In sum: superb end-of-Quarter / month-end rally; and particularly in smaller stocks in which we thought the heavily shorted lower-float ones were primed to move for awhile, and this was the opportunity to do so. Follow-through will likely be contested, but at the moment most should squeeze shorts further in the new week, even if they have an initial effort to fade the first 'thrusts'.
This was largely Quarter-end 'window dressing'; to show on-the-books stock rather than just cash or Treasuries, as they miss an upside move; especially as relates to 'AI'. Lots more (with individual stock reflections) follows below.
I'll expand on other areas, including geopolitics, next week. It's important not to have the U.S. situation really cave-in, which is why whatever Fed intentions they need to recognize that in a time of military preparedness (China called it 'pre-war' in three separate 'dear leader' speeches this past month) we must be 'on point' and capable of financing the necessary advances where we lag adversaries. I'm not encouraging reckless spending; just 'peace thru strength'.

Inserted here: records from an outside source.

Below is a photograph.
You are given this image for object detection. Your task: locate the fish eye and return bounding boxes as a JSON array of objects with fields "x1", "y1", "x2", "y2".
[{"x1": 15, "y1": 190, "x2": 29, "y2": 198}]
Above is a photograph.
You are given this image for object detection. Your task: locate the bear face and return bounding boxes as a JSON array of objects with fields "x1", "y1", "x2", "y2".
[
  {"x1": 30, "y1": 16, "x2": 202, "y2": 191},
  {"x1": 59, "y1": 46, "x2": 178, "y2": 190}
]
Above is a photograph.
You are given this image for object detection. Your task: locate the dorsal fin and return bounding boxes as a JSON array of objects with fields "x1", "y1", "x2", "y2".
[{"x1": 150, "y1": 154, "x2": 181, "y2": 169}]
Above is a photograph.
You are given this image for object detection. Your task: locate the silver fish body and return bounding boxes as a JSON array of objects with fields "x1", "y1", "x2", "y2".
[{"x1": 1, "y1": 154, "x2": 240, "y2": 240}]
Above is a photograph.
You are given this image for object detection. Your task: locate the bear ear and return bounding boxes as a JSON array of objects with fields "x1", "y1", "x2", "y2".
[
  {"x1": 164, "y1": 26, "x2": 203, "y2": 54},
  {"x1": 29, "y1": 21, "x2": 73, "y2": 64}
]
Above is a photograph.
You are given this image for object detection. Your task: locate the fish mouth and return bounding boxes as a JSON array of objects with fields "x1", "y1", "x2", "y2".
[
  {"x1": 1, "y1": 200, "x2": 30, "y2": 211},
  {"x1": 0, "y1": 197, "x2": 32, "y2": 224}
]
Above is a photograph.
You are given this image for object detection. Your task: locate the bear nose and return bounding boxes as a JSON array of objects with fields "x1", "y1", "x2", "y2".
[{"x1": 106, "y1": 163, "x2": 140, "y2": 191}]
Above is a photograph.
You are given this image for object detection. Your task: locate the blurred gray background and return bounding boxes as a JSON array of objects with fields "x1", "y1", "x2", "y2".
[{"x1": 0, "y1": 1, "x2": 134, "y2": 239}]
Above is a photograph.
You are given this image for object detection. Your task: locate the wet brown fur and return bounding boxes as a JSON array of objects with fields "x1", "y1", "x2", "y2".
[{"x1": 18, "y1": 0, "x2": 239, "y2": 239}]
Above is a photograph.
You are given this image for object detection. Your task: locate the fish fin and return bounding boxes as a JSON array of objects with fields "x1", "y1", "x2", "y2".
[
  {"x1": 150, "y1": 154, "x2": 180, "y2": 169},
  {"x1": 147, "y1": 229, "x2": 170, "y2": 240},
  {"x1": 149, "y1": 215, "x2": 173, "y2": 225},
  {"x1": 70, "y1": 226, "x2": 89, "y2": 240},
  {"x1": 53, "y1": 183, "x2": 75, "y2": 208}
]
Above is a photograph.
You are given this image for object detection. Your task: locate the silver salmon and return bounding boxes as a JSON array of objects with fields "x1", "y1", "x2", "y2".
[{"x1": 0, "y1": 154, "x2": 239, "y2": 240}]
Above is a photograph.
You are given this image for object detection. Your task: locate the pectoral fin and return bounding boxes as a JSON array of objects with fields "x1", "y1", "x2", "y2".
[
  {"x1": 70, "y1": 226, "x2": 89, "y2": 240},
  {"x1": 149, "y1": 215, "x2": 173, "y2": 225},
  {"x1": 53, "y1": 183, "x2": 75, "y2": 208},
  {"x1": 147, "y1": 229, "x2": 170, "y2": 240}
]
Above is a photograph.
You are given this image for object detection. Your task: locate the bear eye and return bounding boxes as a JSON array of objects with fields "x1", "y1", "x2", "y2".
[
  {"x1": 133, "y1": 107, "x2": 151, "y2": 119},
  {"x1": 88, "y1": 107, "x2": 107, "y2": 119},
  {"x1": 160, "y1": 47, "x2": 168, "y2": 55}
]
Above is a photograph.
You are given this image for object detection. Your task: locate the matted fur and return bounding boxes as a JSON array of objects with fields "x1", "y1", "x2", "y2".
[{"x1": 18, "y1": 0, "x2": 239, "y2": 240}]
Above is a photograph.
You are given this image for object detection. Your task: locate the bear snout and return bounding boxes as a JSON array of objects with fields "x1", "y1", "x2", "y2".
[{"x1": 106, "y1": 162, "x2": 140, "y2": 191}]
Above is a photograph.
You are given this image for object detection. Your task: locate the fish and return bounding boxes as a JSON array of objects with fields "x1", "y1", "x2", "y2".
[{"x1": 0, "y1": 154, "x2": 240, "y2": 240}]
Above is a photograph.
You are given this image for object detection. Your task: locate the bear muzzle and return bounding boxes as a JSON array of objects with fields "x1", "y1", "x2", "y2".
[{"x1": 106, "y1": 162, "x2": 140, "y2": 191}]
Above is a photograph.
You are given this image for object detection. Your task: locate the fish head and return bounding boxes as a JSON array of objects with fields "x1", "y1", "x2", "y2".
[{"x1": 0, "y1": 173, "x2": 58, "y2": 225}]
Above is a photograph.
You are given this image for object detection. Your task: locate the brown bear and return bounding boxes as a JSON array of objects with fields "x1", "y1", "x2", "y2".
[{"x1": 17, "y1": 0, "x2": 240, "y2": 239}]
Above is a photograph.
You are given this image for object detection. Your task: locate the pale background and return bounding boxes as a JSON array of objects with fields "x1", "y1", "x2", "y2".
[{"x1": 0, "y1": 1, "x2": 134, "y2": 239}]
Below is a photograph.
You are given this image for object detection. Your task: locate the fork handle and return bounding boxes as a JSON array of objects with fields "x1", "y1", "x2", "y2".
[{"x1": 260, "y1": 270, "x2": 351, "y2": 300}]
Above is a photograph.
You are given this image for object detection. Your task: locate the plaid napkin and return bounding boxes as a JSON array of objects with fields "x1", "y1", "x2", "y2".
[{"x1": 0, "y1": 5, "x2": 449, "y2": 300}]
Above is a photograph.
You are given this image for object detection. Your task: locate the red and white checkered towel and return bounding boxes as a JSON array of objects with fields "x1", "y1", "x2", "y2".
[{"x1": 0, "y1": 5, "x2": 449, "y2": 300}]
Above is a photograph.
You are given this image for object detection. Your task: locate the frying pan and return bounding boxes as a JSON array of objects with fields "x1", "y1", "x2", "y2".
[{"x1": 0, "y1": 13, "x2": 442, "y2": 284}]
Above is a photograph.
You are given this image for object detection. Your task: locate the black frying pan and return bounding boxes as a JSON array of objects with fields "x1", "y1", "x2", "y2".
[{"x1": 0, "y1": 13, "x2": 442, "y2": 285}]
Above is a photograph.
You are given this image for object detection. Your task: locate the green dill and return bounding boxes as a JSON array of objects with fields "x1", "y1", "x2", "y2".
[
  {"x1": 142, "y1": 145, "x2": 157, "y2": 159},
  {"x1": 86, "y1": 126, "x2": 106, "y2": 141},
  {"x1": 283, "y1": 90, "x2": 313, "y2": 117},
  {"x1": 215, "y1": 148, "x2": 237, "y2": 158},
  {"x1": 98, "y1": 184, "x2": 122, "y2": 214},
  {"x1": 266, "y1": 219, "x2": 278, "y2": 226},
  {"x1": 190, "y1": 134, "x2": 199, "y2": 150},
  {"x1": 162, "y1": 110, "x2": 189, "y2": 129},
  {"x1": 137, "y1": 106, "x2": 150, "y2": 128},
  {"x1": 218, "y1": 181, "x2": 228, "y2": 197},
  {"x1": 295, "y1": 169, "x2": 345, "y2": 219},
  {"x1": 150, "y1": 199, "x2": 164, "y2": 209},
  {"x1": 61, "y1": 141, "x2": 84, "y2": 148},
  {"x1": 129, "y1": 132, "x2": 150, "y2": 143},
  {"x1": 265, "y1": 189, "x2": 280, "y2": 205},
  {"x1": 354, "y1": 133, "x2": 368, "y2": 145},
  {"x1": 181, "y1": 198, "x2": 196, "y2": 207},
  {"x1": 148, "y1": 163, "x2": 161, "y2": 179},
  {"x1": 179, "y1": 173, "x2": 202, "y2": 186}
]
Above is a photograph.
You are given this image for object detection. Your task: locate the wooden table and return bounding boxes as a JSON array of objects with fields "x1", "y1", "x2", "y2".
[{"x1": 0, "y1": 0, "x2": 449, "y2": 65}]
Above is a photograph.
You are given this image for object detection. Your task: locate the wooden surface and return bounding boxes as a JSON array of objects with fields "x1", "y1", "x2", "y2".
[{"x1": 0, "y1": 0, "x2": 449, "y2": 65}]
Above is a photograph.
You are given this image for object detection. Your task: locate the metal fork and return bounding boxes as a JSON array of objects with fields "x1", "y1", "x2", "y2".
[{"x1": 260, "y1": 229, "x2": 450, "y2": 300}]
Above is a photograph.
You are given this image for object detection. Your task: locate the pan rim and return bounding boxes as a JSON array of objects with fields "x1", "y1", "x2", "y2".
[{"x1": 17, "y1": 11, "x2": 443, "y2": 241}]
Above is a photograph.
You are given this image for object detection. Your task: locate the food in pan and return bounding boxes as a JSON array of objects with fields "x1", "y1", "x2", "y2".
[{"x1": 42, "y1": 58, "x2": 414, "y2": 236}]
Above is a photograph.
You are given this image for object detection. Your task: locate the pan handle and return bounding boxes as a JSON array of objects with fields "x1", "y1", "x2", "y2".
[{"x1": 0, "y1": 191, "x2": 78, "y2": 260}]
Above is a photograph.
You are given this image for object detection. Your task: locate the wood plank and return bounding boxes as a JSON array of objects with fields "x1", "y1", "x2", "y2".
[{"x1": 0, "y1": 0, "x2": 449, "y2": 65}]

Friday was 'epic' in terms of how you squeeze a handful of oversold survivor small stocks, while bigger ones came along for the ride generally; not entirely.
I don't dispute that banking stress persists; but also that inflation is easing; as I have suggested for some time 'naturally'; and the PCE showed that. Now we have an upcoming CPI number; that too should reflect easing price pressures.
Bottom line: a few analysts are 'allowing' for a grinding upside move (how kind of them); while some technicians remain bearish (good; helps upside in this situation, but only short-term). Basically they are capitulating to the rally.
Dynamics next week include Oil (strong); the Dollar (not making much of the trading agreement between China and Brazil); and of course the CPI which I suspect will be friendly, as was the (adequately milder) PCE on Friday. We're optimistic that the market's rally was not a month-end 'head-fake', but gains a bit of staying power, though I expect it to be put on the defensive, essentially to test its mettle as we progress early in the new week.